Basically, certain types of businesses should have to remain politically neutral in how they do business at all times. It wouldn't be right if your landlord shut off the water or electricity to your apartment even though you almost always pay your rent on time because he or she heard about a private conversation you had with a neighbor and didn't like something that was said in that conversation, even if it wasn't about the landlord themselves.

However, the reason I feel it's a double-edged sword is because of something I mentioned in my 2019 Fuck You List.
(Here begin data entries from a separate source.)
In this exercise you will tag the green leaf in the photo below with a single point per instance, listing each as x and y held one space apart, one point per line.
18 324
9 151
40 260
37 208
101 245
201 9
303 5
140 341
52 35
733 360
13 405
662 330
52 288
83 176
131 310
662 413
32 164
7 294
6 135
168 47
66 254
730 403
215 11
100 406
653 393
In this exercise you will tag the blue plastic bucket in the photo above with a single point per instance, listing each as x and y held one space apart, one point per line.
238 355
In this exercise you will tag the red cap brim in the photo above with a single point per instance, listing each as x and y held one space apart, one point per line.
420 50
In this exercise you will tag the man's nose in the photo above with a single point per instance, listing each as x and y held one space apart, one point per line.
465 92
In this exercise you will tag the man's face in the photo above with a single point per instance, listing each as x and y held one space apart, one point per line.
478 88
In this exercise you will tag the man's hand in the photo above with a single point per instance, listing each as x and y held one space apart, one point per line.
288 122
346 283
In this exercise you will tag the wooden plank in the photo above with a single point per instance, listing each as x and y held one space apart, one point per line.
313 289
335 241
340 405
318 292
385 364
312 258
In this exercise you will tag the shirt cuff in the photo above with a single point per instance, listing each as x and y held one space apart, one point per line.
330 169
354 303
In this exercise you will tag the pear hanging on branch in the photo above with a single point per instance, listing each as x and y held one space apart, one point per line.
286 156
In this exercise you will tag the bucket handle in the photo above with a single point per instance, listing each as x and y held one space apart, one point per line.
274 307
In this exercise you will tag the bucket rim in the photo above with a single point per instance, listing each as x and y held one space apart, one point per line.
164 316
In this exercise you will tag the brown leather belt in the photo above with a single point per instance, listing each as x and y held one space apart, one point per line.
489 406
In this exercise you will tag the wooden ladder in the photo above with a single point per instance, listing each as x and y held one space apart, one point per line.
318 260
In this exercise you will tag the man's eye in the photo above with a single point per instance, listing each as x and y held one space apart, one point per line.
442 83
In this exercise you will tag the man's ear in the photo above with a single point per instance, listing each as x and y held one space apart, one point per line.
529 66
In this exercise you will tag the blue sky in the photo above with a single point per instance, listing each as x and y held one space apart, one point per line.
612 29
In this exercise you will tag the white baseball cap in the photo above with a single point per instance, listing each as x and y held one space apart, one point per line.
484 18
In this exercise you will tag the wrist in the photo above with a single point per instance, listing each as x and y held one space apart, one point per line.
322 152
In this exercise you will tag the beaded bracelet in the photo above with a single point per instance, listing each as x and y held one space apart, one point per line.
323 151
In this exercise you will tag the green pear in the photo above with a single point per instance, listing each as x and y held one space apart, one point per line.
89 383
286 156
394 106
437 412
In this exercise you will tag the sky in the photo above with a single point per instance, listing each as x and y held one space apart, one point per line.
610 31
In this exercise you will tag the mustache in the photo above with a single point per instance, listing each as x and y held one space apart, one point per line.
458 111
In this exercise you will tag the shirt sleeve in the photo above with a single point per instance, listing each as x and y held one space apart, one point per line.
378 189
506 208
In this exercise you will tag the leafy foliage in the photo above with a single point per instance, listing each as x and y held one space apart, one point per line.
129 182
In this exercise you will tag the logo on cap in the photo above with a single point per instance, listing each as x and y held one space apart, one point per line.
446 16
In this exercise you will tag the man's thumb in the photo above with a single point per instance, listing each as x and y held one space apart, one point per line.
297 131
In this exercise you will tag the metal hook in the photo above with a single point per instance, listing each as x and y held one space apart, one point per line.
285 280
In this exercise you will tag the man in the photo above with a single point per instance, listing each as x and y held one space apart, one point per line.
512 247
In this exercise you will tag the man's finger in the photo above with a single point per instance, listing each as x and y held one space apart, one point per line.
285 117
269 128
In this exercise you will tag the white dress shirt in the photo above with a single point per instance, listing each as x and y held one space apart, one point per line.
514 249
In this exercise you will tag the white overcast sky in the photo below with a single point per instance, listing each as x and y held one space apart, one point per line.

That something being Sacha Baron Cohen's speech to the Anti Defamation League late last year where Ali G/Borat/Bruno called for Mark Zuckerberg and other social media CEOs to be thrown in jail for hosting content he personally disagrees with.

Taking away the social media websites' immunity from liability is opening Pandora's Box so to speak. By arguably making it easier for conservatives like Alex Jones to sue the social media sites to get their accounts on the sites reinstated(by suing for defamation of character), it also means that Facebook, Twitter, and YouTube could now be held liable if somebody livestreams themselves committing a crime, whether's it something like that guy that murdered Roanoke, Virginia TV reporter Alison Parker and her cameraman Adam Ward live on Facebook(and on air on their TV station while they were filming live) in June 2015. Or like Gavin Long murdering three police officers and wounding three others in Baton Rouge in July 2016 after being allegedly inspired by the YouTube channel The Young Turks(and watching Micah Xavier Johnson beat him to the punch earlier that month in attacking and killing several police officers in Dallas, as Johnson was allegedly inspired by Long himself). Or even livestreaming their own mass shooting like in Christchurch last year.

As much as I don't want more frivolous lawsuits clogging up the court system, as I stated at the beginning, this executive order was a necessary move even if it didn't go far enough and should have been done much earlier.

Our country was founded on the principle that everyone should be able to speak freely without fear of persecution or even prosecution. When those fears are allowed to exist, then people can only express their opposition with anger and hatred, which could eventually lead to violence.

Point is, if it is fair to say that the Christian baker in Colorado should have decorated the cake the way the gay couple wanted it even if the decorations violated the baker's religious beliefs as a cost of doing business in the United States of America, then it is equally fair to say that YouTube, Twitter, Facebook, and other social media sites should allow anyone whether they're an American citizen or not to post whatever's on their mind without consequence(banned, suspended, or even fired from their job because of pressure by the virtual lynch mobs of people who deliberately look for anything to be outraged by because they have a pathological need to be offended and outraged) under that same cost of doing business in the United States of America.

Our country's founding principles should be protected at all times and not just from the government. Private companies should not be holding the public square hostage because the billionaire authoritarian oligarchs running those companies want to be tyrannical moral busybodies.

It's time for America and our so-called allies to embrace an Internet Bill of Rights that expands the reach of the US Constitution and the Bill of Rights to the Internet and the companies that help to keep it running smoothly.